Compleanno
Anniversario della nascita. Gli ebrei tenevano una registrazione delle date di nascita, come rivelano i dati genealogici e cronologici della Bibbia. (Num. 1:2, 3; Gios. 14:10; II Cron. 31:16, 17) L’età dei leviti, dei sacerdoti e dei re non si basava su congetture. (Num. 4:3; 8:23-25; II Re 11:21; 15:2; 18:2) Lo stesso dicasi nel caso di Gesù. (Luca 2:21, 22, 42; 3:23) Secondo le Scritture quello in cui nasceva un bambino era di solito un giorno di gioia e rendimento di grazie da parte dei genitori, e ciò era giusto poiché “i figli sono un’eredità da Geova; il frutto del ventre è una ricompensa”. (Sal. 127:3; Ger. 20:15; Luca 1:57, 58) Tuttavia nelle Scritture non c’è alcuna indicazione che i fedeli adoratori di Geova seguissero l’usanza pagana di festeggiare il compleanno. Giuseppe Flavio scrive che Erode Agrippa I celebrava il proprio compleanno, come pure suo zio Antipa, ma questi presunti proseliti ebrei erano noti per le usanze pagane che imitavano invece di attenersi alle Scritture Ebraiche. — Antichità giudaiche, Libro XIX, cap. VII, 1.

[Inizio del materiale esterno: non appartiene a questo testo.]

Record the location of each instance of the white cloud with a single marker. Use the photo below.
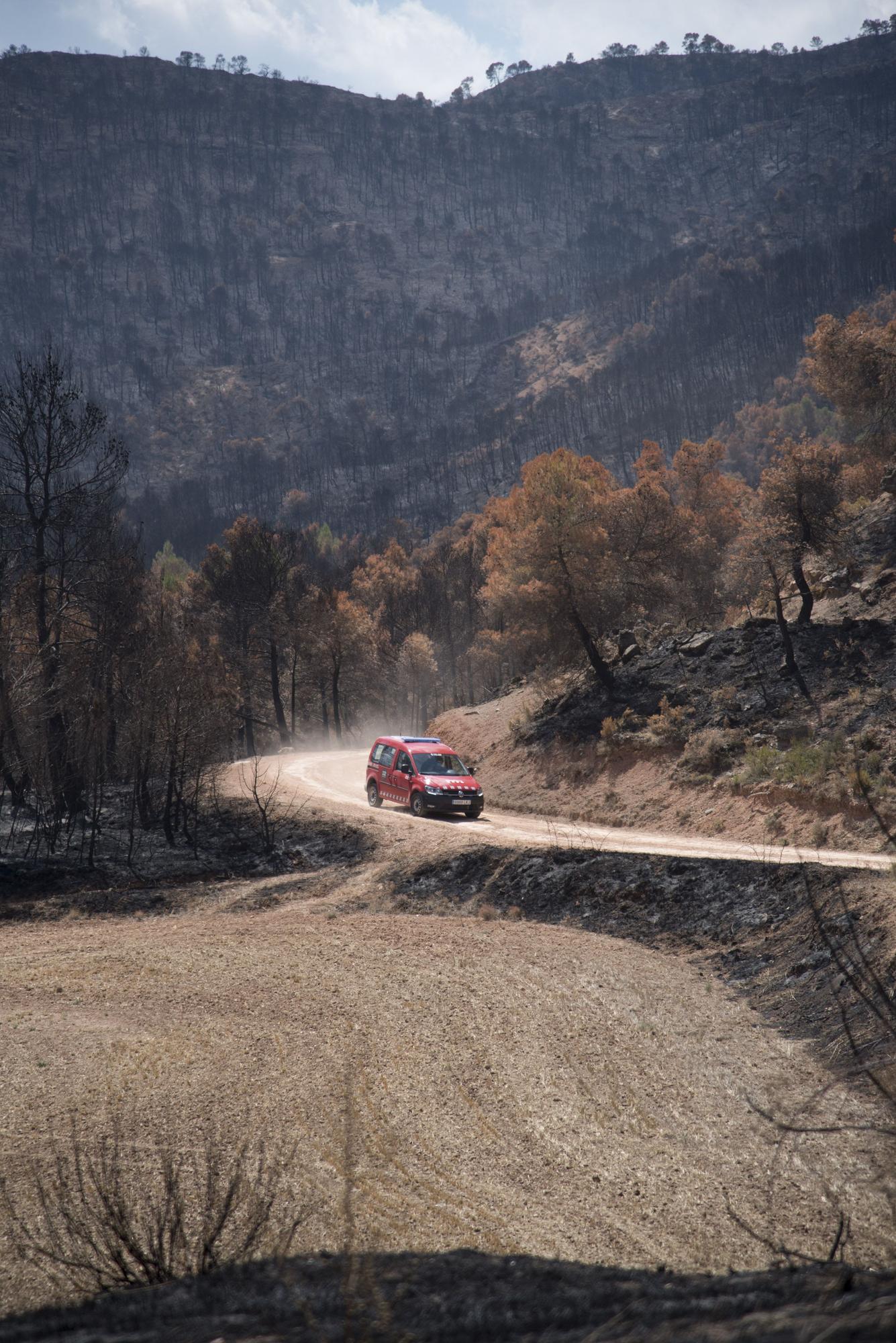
(550, 29)
(401, 46)
(366, 45)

La Bibbia contiene riferimenti diretti solo a due celebrazioni di compleanni, quello del Faraone d’Egitto (XVIII secolo a.E.V.) e quello di Erode Antipa (I secolo E.V.). I due avvenimenti sono simili in quanto in entrambi i casi ci furono grandi banchetti e vennero concessi favori; entrambi sono ricordati per delle esecuzioni capitali, l’impiccagione del capo dei panettieri del faraone nel primo caso, la decapitazione di Giovanni il Battezzatore nel secondo. — Gen. 40:18-22; 41:13; Matt. 14:6-11; Mar. 6:21-28.
Quando i figli di Giobbe tenevano “un banchetto nella casa di ciascuno nel suo proprio giorno” non c’è ragione di supporre che celebrassero i rispettivi compleanni. (Giob. 1:4) In questo versetto “giorno” traduce la parola ebraica yohm, forse da una radice che significa “esser caldo”, e perciò si riferisce al periodo di tempo dall’alba al tramonto. Invece la parola “compleanno” corrisponde alla parola composta di due termini ebraici yohm (giorno) e hullèdheth, da yalàdh, radice che significa “avere figli”, e si riferisce quindi al giorno della nascita. Questa distinzione fra “giorno” e giorno del compleanno o genetliaco si può notare in Genesi 40:20, dove compaiono entrambi: “Ora il terzo giorno [yohm] era il genetliaco [lett. “il giorno (yohm) della nascita (hullèdheth)”] di Faraone”. È dunque certo che Giobbe 1:4 non si riferisce a un compleanno, com’è invece senza dubbio il caso in Genesi 40:20. Sembrerebbe che i sette figli di Giobbe tenevano una riunione di famiglia (forse una festa della primavera o della mietitura) e nel giro di una settimana ciascun figlio teneva un banchetto in casa sua “nel suo proprio giorno”.
Con l’introduzione del cristianesimo la veduta delle celebrazioni del compleanno non è cambiata. Gesù istituì la Commemorazione non della sua nascita, ma della sua morte, dicendo: “Continuate a far questo in ricordo di me”. (Luca 22:19) Se i primi cristiani non celebravano o commemoravano il giorno della nascita del loro Salvatore, tanto meno avrebbero celebrato il proprio compleanno. Lo storico tedesco Augustus Neander scrive: “La nozione della festa del compleanno era lungi dalle idee dei cristiani di questo periodo”. (The History of the Christian Religion and Church, During the First Three Centuries, nella traduzione di Henry John Rose, New York, 1848, p. 190). “Origene [scrittore del III secolo E.V.]. . . insiste che ‘di tutte le sante persone menzionate nelle Scritture, non si narra di nessuna che osservasse una festa o che tenesse un grande banchetto nel suo genetliaco. Solo i peccatori (come Faraone ed Erode) si rallegrano grandemente del giorno in cui vennero in questo basso mondo’”. — The Catholic Encyclopedia, 1911, Vol. X, p. 709.
È chiaro dunque che la celebrazione del compleanno non ha origine né nelle Scritture Ebraiche né in quelle Greche.